I watched two films on the way to New Zealand.
I was shocked how much I like Paul. I was looking forward to it when it was being released, but things didn’t quite work out and then, the response was muted at best.
I really enjoyed the tone of the piece, more so than in the previous Pegg/Frost films, which I have liked, but not loved them the way some do. These two middle-aged geeks reminded me of real middle-aged geeks… self-aware, but still engaged and hopeful.
I really liked the balance of these guys against Bill Hader and Joe Lo Truglio, who like our geek heroes, are really on the outs while they feel like they are insiders.
I liked Kristin Wiig’s Ruth Buggs, whose evolution via Paul was inevitable, but still worked pleasantly for me.
That’s really the thing… here are these guys… on this stupid trip… and they meet an alien… and they get over it in a second and just keep rolling along. It was like The Muppet Movie with an alien.
Speaking of which, it was one of my favorite Seth Rogen performances because he wasn’t encumbered by his look, which in the movies is a real thing. Using just his voice, his Paul could go from being stoner laid back to cocky to mean to arrogant to sweet as sugar and just keep going. I liked the integration of the CG character into the film and found it reasonably seamless… as though Greg Mottola was directing a guy in a suit on the set and didn’t really change much to accommodate him.
No doubt, it may have seemed more flawed on a screen 50x bigger than other one I viewed it on. But I mostly grinned through the whole thing, utterly entertained.
Flip side, maybe a theater would have helped Source Code for me.
I didn’t hate the movie. How can one hate the movie. And I racked my brain to remember why anyone would be remotely upset – or interested in – Jeffrey Wright’s mad mocha scientist or any of his movie cliche ticks.

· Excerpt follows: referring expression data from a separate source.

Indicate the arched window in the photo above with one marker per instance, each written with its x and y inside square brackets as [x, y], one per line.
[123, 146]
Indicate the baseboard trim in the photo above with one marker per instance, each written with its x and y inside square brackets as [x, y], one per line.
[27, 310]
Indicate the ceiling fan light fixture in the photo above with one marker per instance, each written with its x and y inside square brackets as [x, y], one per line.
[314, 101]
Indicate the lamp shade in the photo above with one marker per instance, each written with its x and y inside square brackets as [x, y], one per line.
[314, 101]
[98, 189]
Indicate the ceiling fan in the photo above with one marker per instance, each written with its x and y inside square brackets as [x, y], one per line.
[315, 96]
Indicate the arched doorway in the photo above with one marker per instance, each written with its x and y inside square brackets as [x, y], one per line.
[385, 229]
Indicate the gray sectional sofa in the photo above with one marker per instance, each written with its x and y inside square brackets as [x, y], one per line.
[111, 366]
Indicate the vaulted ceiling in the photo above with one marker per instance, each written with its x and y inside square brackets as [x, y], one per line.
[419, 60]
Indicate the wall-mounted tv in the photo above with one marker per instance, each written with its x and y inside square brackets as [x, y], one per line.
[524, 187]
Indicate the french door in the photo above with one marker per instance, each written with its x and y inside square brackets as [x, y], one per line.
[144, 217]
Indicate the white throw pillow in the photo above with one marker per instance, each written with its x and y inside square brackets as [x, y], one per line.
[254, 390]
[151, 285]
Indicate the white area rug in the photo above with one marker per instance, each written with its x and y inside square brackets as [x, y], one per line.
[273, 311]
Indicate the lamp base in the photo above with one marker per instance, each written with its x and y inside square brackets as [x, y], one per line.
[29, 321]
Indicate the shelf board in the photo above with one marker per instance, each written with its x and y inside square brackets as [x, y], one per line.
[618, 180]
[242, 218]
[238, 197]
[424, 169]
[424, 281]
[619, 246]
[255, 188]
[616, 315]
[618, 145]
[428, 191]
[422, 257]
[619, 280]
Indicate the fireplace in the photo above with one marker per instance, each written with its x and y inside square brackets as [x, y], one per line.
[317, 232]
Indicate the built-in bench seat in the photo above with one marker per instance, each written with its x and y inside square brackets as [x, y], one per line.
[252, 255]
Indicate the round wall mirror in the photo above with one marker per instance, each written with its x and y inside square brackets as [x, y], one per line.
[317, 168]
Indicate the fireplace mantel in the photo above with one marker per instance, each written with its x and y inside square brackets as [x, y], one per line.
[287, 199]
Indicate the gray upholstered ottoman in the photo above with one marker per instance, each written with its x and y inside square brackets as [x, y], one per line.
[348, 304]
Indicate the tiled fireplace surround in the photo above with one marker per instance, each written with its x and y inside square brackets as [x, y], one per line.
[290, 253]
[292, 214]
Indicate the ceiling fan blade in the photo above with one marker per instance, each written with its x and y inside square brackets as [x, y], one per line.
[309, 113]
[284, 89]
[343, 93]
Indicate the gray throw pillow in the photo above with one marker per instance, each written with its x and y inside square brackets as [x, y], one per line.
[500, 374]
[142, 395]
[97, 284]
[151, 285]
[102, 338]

My problem with the movie was that I never cared for a second about this guy. I figured out “the secret” within the first 2 or 3 serious looks into camera when he asked unanswered questions.
I don’t care about the logic. I don’t care about whether the cheesed up ending makes sense. Don’t care. I will give a movie its premise. I will overlook those leaps.
But I have to care about these characters. And I really didn’t. After a short while, it felt like every leap was just there to teach him 2 or 3 tricks… no real threat of anything good or bad happening as a result of his actions. I would have liked the version where he murders everyone on the train because, who cares… he’ll just be back in a little while.
If nothing can change, as the story claims, aside from an event none of these characters have anything to do with, why do we care?
This is where Unstoppable can teach filmmakers a lesson. Keep It Simple… And Stupid. If the train is heading off the raised tracks into a neighborhood, at least put one guy’s estranged wife and kid and the other guy’s two Hooter-iffic daughters within the kill range. It’s good old fashioned movie BS… but it brings you into the drama, like it or not.
The fatalistic “you can’t change anything, but do the right thing” schtick is arthouse crap. Duncan Jones is a skilled young director and should have a long, healthy career ahead of him. But if you’re making boom-boom movies, don’t confuse yourself by being too smart… unless you are so smart that you can achieve a masterpiece… and I will watch all of your films, but you aren’t there yet, Dunc.
As I say, maybe the ride would have been more fun with a room full of people instead of a sleeping Brit snoring away in the seat next to me. (I had earbuds that kept the noise – competing with the plane engines – out of my head during the film.) More likely, there was just so much crap in theaters from Jan-March that people were thrilled not to want to be running for the exits to ask for their money back. (I didn’t pay… I had nowhere to go… but I could have switched channels and chose not to… so there!)
Of course, the highlight of my trip was 5 hours of The Walking Dead. With that and Game of Thrones this year, it may be the best year ever for “fantasy” on television.